Vamos nuevamente por
el muérdago a la tienda. Es el gran día de la beneficencia. Salimos con otro
cargamento y ofrecemos ramitos a los periodistas, camareros, barrenderos y
conductores de tranvías con quienes nos cruzamos por la calle.
Volvemos al negocio; esta
vez nuestra presencia despierta la curiosidad de las distinguidas jóvenes
milanesas, pedimos insistentemente que nos vendan los voluminosos ramos que
están colgados en la puerta; pagamos bastante dinero por él y decidimos ofrecerlo
a un caballero, de aspecto rudo, que se pasea con chistera y bastón por la Vía
Manzoni.
El caballero lo
rehúsa: insistimos en que lo acepte. No quiere aceptarlo, porque supone
demasiado honor para él; le explicamos que es una costumbre canadiense ofrecer muérdago en una fiesta tan especial,
y que nos honrará si lo acepta. Vacila.
Llamamos un coche
para el caballero; todo esto es observado a través de la vidriera de la tienda
por las muchachas; lo ayudamos a
acomodarse en el asiento del vehículo, y ponemos el voluminoso ramo a su lado.

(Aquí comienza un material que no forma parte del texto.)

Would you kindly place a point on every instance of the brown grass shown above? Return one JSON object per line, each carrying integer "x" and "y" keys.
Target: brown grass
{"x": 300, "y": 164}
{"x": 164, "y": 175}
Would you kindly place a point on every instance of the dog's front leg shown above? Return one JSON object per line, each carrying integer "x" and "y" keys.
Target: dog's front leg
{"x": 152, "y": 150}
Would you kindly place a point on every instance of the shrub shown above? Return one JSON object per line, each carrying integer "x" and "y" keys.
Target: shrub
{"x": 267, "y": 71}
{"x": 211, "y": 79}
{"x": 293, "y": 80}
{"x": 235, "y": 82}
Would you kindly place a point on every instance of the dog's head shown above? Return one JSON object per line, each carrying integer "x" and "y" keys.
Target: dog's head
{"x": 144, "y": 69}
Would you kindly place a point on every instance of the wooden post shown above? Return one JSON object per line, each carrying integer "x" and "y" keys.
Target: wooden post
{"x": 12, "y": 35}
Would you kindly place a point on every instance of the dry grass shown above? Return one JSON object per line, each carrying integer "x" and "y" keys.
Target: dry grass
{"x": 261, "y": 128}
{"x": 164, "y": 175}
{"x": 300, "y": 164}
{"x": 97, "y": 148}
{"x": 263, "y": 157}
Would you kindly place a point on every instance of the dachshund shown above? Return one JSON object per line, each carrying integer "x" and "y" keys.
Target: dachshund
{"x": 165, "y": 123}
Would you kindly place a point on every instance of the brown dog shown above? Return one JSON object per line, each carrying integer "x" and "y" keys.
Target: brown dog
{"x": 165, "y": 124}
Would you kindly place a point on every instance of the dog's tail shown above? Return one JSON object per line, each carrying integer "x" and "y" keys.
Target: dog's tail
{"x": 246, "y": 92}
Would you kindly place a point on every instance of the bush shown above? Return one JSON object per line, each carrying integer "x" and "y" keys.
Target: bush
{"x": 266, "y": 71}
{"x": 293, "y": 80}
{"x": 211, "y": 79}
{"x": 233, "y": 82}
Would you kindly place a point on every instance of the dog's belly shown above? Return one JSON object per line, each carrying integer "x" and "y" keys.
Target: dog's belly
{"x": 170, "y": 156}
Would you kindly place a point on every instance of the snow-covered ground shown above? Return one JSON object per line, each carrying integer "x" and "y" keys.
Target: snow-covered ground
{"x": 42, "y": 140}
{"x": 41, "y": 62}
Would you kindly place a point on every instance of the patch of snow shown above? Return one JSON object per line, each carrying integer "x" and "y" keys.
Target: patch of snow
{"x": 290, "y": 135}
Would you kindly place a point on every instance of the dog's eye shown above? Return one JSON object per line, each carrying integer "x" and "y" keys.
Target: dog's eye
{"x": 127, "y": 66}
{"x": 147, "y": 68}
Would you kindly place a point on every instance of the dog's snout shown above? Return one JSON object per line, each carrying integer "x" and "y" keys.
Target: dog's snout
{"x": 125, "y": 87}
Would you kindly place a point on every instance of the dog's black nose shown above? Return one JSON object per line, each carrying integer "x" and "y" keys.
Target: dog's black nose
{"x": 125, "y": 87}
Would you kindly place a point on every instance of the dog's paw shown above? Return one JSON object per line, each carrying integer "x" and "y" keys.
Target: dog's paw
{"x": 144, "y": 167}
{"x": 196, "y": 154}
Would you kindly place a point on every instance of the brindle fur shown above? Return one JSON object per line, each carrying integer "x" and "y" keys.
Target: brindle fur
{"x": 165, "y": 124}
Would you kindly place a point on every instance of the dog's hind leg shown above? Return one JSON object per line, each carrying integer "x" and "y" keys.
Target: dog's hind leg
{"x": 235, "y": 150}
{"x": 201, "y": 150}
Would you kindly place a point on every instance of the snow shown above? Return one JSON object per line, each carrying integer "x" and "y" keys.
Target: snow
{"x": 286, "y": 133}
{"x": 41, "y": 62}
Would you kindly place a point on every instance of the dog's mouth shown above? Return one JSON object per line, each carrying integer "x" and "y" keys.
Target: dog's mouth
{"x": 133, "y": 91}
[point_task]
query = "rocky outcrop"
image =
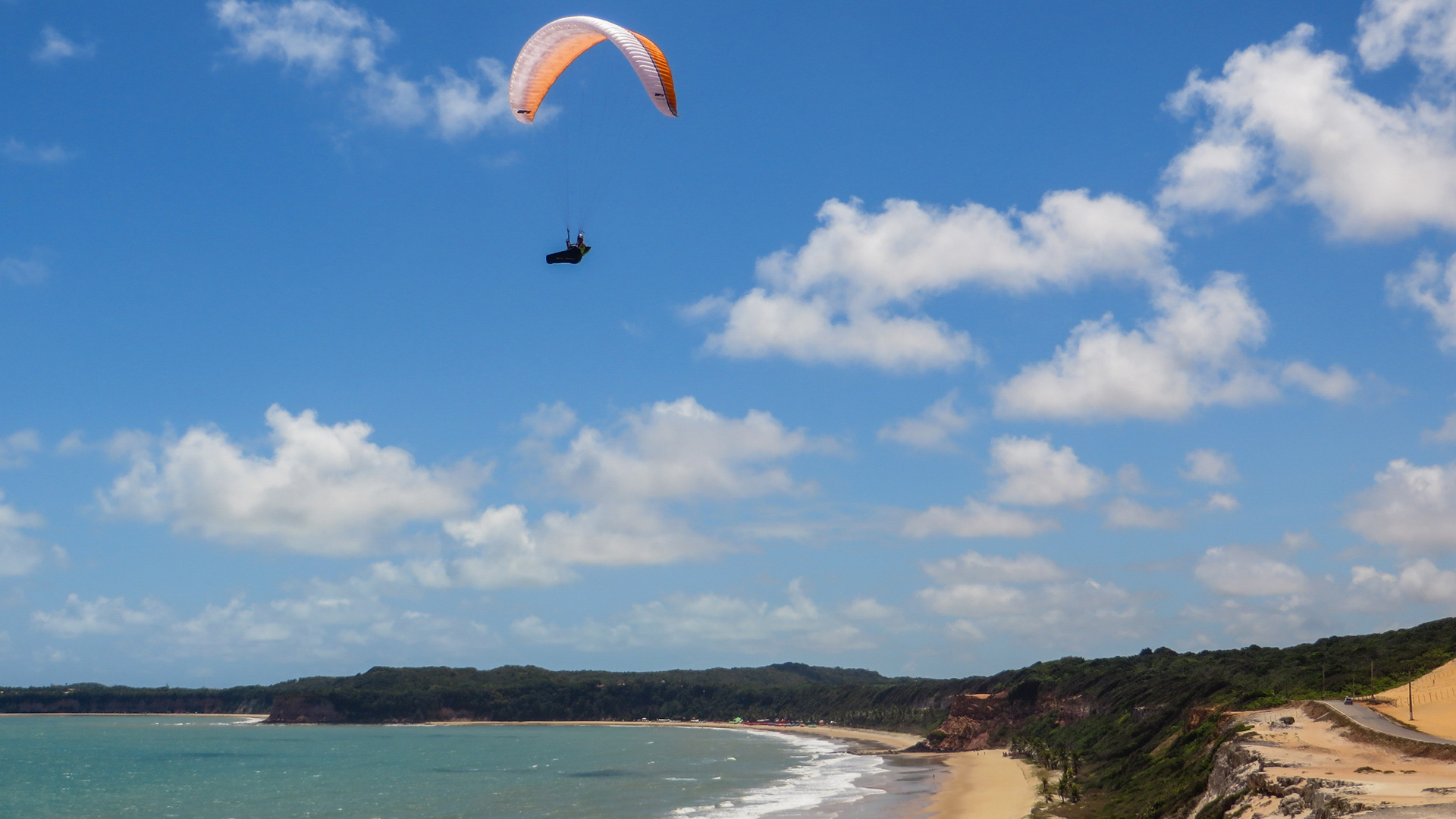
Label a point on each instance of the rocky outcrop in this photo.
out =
(971, 722)
(1239, 780)
(303, 710)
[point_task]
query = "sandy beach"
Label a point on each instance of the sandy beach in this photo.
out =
(984, 784)
(976, 784)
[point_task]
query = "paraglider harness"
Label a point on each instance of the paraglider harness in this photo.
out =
(573, 253)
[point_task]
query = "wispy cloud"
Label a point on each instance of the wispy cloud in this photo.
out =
(17, 150)
(55, 47)
(334, 39)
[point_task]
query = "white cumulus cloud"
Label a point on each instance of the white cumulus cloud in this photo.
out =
(1194, 353)
(1429, 286)
(1285, 121)
(1128, 513)
(1210, 466)
(55, 47)
(1241, 572)
(976, 519)
(974, 567)
(331, 38)
(718, 621)
(1410, 507)
(102, 615)
(17, 150)
(930, 428)
(1334, 384)
(852, 293)
(680, 449)
(324, 490)
(1036, 474)
(19, 553)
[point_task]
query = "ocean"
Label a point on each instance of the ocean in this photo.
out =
(187, 767)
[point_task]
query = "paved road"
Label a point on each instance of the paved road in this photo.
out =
(1378, 722)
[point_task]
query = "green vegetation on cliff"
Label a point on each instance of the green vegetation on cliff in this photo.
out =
(792, 691)
(1147, 727)
(1144, 727)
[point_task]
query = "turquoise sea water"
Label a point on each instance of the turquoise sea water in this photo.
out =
(229, 768)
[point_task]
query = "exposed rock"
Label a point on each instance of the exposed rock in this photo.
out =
(303, 710)
(1238, 770)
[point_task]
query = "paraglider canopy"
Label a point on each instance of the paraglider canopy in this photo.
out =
(557, 44)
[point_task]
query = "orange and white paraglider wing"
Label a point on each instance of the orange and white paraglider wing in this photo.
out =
(548, 53)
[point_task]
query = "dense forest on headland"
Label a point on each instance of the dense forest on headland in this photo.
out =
(1144, 727)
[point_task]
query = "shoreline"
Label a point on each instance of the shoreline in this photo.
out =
(124, 714)
(970, 784)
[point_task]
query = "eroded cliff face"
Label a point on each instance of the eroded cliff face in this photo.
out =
(987, 720)
(303, 710)
(1241, 783)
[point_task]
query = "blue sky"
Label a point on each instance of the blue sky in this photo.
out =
(934, 340)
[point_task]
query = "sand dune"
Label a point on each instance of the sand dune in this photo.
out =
(1435, 703)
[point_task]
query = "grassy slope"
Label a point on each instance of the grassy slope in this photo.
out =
(1147, 749)
(1141, 725)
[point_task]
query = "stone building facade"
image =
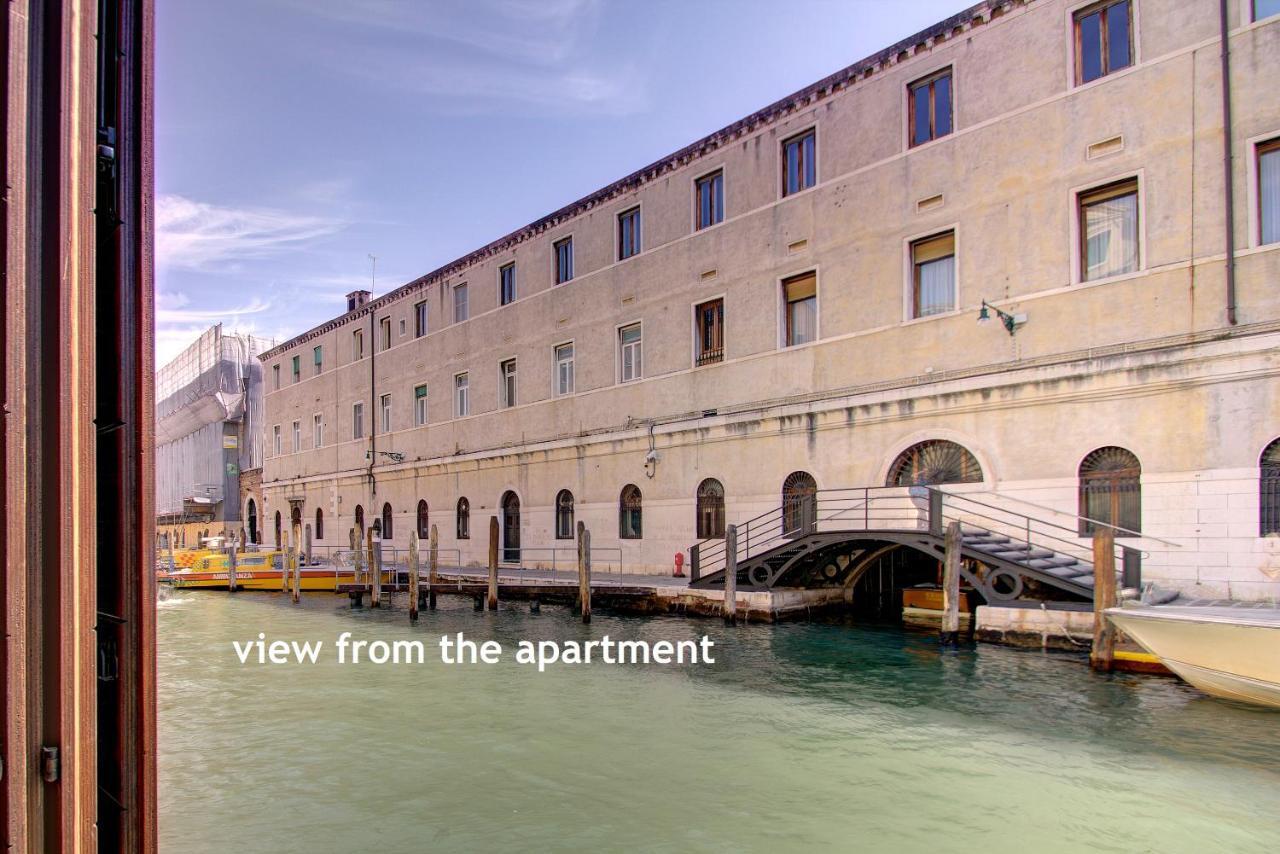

El carruaje parte, y el viajero se despide con palabras de agradecimiento y confusión
en el rostro.
Mucha gente ha
contemplado la escena. Esta vez, las distinguidas jóvenes milanesas, en el
interior de la tienda, están intrigadas.
Entramos en ella y en
voz baja le explicamos que en Canadá es costumbre ofrecer ramos de muérdago.
Tras esto, nos hacen pasar a la trastienda y nos presentan a las chaperonas, dos estimables damas: la condesa
de “Tal”, alta y campechana y la princesa de “Más Cual”, muy delgada, angulosa
y aristocrática. Nos retiramos. Nos comunican en voz baja que las dos damas
saldrán a tomar té dentro de media hora.
Salimos con otro
cargamento de muérdago y se lo ofrecimos ceremoniosamente al jefe de los
camareros del restorán Gran d’Italia; le emociona esta costumbre canadiense y
responde agradecido por el ofrecimiento.
Volvimos al establecimiento
y reafirmamos esta sagrada costumbre canadiense. Las dos chaperonas regresan de
tomar el té; nos lo advierten con un silbido desde la calle.
De esta manera, el
verdadero uso del muérdago fue introducido en el norte de Italia.